Carper joined 32 Democratic senators Jan. 10 in writing to the Office of Management and Budget to urge them to direct federal agencies to work with contractors to provide back pay to compensate low- and middle-income contractor employees for the wages they have lost during the shutdown. The week prior, Carper joined Sen. Ben Cardin, D-Maryland, to introduce the Government Employee Fair Treatment Act of 2019, a bill that requires furloughed federal employees to be compensated for lost wages on the earliest date possible at the conclusion of the government shutdown. It passed the Senate by voice vote.

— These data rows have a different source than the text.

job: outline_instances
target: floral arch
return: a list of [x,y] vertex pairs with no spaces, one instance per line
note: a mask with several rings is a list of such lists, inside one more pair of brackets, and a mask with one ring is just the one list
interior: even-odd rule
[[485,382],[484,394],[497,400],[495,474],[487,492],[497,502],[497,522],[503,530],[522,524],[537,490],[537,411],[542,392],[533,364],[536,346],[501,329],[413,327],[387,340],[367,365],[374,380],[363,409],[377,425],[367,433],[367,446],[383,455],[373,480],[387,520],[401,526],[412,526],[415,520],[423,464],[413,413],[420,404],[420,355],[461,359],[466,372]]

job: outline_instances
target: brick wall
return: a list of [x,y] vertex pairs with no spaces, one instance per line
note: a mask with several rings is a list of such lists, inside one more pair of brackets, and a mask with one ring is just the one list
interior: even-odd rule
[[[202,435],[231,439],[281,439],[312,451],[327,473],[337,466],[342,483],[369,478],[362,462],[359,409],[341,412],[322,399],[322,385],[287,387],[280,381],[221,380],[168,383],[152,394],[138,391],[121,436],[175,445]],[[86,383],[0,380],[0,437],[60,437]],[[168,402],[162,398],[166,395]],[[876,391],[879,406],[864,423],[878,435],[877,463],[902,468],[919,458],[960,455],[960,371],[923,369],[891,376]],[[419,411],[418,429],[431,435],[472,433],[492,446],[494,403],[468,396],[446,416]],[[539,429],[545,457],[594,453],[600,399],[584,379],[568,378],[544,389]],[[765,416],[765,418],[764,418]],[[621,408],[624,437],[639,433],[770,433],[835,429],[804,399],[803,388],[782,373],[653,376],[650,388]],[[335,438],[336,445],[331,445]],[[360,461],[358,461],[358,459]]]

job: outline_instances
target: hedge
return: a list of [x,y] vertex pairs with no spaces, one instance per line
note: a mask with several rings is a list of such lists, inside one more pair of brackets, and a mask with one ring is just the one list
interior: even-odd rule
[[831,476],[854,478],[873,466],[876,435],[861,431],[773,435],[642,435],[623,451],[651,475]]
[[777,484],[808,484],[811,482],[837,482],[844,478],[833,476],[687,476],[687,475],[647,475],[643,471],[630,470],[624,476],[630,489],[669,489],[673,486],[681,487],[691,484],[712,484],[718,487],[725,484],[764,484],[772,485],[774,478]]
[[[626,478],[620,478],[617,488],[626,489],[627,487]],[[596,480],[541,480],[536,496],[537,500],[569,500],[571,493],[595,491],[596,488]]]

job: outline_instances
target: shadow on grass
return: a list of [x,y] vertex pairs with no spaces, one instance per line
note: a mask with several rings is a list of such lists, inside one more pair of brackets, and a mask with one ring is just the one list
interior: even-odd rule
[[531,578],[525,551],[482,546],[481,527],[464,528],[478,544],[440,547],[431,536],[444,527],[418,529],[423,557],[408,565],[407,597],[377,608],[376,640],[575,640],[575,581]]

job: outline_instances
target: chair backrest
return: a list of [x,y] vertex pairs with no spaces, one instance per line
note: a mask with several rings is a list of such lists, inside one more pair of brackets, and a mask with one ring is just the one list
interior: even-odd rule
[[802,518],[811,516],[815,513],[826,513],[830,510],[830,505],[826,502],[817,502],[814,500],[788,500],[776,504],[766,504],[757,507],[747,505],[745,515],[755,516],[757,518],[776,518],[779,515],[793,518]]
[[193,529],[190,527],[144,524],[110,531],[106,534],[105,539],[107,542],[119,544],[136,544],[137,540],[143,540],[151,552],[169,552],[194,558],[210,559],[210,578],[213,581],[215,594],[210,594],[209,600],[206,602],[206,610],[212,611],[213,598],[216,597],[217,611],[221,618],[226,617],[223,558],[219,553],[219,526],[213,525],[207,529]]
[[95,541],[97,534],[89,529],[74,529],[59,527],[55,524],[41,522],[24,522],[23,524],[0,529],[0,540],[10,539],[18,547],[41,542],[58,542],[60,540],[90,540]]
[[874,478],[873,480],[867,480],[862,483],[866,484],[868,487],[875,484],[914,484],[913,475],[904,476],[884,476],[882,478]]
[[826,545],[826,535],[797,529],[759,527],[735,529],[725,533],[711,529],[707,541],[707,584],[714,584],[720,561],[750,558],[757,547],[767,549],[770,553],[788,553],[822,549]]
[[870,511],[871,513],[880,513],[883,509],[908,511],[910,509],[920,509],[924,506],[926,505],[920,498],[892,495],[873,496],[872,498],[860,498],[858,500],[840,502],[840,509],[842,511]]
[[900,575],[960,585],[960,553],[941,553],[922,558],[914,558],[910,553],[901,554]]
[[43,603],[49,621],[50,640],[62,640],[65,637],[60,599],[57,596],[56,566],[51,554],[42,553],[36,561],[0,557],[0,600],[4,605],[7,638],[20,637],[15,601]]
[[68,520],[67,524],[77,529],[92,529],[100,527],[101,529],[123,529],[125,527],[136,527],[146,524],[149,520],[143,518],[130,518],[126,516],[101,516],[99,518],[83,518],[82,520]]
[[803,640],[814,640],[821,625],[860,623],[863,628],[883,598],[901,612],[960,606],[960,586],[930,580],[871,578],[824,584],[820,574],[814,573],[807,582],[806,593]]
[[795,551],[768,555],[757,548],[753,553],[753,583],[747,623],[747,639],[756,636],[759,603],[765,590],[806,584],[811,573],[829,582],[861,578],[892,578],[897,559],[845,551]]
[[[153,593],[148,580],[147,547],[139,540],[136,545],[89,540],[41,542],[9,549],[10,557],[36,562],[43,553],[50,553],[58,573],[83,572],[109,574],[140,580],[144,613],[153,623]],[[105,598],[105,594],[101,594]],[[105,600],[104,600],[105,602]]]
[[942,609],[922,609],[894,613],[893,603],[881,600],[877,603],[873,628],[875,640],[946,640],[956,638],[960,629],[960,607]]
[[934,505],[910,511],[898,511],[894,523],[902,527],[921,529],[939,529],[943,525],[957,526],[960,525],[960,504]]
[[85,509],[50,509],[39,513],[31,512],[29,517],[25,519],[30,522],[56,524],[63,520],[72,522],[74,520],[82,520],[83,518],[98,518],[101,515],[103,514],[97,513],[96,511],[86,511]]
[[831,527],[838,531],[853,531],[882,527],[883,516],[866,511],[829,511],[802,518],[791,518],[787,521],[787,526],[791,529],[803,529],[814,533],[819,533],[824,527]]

This government shutdown is impacting USDA customers across the country. The effects include:

— The closure of thousands of Farm Service Agency county offices prevents farmers from signing up for Farm Bill programs, applying for loans, and getting necessary information for their farming operations.

— Tariff relief payments are delayed, which were intended to compensate producers for losses caused by retaliatory tariffs.

— The implementation of the significant improvements for dairy farmers included in the Farm Bill is on hold, even though the improvements start at the beginning of 2019.

— Delayed agricultural production reports add more uncertainty to the markets and make it even more difficult for farmers to make planning decisions for the new year.

— Rural communities cannot apply for USDA loans and grants for affordable housing, clean water infrastructure, high-speed internet and small business activities.

— Thousands of low- and moderate-income homebuyers who have applied for mortgages guaranteed or made directly by USDA Rural Housing Service will not receive the financing they need.

— Various important Forest Service activities are on hold, hurting rural forested communities.

— The Supplemental Nutrition Assistance Program, which helps over 38 million people feed their families, is only guaranteed through February.

— Food banks are no longer receiving funds to distribute and store food at the local level and tribes will soon lack federal administrative funds for food assistance.

— Thousands of USDA employees are not being paid, hindering them in paying their bills.